Il deputato dem commenta l’emendamento al decreto Aiuti bis che prevede la possibilità per l’Aise di svolgere operazioni sotto copertura. Serve “qualche anno” per la piena operatività, dice. “Ma se non si comincia non si avranno mai i risultati”

Il decreto Aiuti bis approvato al Senato e arrivato alla Camera contiene quella che su Formiche.net abbiamo definito una svolta per l’intelligence italiana.
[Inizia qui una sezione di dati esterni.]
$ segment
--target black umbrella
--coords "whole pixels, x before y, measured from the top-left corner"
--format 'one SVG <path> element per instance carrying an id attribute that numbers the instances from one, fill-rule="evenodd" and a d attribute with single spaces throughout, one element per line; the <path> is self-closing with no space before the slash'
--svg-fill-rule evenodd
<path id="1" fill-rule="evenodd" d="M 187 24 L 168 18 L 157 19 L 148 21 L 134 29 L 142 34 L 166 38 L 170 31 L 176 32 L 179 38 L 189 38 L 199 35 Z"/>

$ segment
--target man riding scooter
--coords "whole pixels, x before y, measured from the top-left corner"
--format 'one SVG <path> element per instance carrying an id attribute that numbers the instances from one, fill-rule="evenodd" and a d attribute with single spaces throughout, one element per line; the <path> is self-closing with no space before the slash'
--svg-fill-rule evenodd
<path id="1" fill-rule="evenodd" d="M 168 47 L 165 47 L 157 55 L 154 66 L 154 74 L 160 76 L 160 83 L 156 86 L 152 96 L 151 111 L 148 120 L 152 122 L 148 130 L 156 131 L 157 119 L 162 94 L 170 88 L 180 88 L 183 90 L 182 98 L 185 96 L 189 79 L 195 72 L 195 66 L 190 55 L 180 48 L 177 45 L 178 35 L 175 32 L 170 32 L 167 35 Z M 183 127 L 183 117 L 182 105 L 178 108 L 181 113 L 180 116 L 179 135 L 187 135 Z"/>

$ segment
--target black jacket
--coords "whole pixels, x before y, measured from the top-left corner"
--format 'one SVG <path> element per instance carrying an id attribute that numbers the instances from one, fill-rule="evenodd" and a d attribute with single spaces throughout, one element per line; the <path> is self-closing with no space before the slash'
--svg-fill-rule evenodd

Ovvero, la possibilità per l’Aise di “impiegare proprio personale” al fine di “attività di ricerca informativa e operazioni all’estero”. Dietro a questa espressione si ritrova la cosiddetta “penetrazione informativa”, che il Glossario intelligence pubblicato tre anni fa dai Sistema di informazione per la sicurezza della Repubblica definisce “attività info-operativa condotta da un servizio di informazione per acquisire notizie in ambienti o organizzazioni di interesse, avvalendosi di uno o più infiltrati”.

Alberto Pagani è stato tra i maggiori sostenitori dell’iniziativa. È deputato del Partito democratico, membro della commissione Esteri e della delegazione parlamentare presso l’Assemblea parlamentare della Nato, già componente della commissione Difesa.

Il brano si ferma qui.